Liebe Brüder und Schwestern in Christus!
Eine Taufe hat viel Ähnlichkeit mit einer Trauung. Ich meine jetzt nicht die äußere Ähnlichkeit, dass beides im vorderen Teil der Kirche stattfindet und dass ein Pastor dabei viel redet. Ich meine vor allem das Versprechen, um das es da jeweils geht. Bei einer Trauung versprechen die Eheleute gegenseitig, sich zu lieben und treu zu bleiben; so treten sie in den heiligen Bund der Ehe. Bei einer Taufe sagt Gott einem Menschen seine Liebe und Treue zu; auf diese Weise schließt er einen Bund mit ihm. Der Täufling beziehungsweise seine Eltern und Paten bekennen ihrerseits den christlichen Glauben und versprechen, Gott im Glauben und Gehorsam treu zu bleiben. Die Ehe ist also ein heiliger Bund der Liebe und Treue zwischen zwei Menschen; die Taufe ist ein heiliger Bund der Liebe und Treue zwischen Gott und einem Menschen.

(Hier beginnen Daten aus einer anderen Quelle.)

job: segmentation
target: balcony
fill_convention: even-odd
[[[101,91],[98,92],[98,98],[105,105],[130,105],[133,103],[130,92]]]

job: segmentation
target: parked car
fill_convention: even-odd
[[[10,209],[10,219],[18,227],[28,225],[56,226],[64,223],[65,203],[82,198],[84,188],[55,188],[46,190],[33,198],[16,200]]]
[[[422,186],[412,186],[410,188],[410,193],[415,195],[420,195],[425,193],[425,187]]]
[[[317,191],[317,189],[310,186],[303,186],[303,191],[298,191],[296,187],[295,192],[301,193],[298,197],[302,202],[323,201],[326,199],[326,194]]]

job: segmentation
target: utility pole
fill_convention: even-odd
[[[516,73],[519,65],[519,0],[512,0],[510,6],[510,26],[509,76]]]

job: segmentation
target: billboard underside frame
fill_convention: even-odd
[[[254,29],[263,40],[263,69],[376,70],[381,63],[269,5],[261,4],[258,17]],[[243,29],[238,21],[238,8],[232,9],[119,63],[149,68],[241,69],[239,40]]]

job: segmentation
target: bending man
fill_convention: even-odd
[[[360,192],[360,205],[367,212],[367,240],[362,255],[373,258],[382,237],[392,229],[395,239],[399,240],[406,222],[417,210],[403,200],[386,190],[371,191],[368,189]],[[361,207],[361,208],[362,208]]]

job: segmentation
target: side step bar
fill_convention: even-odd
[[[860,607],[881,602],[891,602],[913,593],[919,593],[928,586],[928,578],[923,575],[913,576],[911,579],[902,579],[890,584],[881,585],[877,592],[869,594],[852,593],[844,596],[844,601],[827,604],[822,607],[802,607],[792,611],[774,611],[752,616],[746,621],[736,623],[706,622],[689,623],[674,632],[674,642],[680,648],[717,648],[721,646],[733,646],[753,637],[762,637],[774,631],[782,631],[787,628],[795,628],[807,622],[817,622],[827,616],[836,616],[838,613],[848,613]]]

Was bedeutet das nun aber – ein heiliger Bund der Liebe und Treue? Die ganze Bibel beantwortet uns diese Frage, denn die Bibel hat Gottes Bund, Gottes Liebe und Gottes Treue zum Hauptthema. Im Alten Testament wird uns das am Beispiel des Volkes Israel vor Augen geführt: Gott hatte mit diesem einen Volk einen besonderen Bund geschlossen – und damit seinen neuen Bund vorbereitet, den er dann durch Jesus Christus mit der ganzen Menschheit schloss. Die Worte aus dem 5. Buch Mose, die wir eben gehört haben, zeigen uns am Beispiel des Volkes Israel, was ein heiliger Bund der Liebe und Treue ist.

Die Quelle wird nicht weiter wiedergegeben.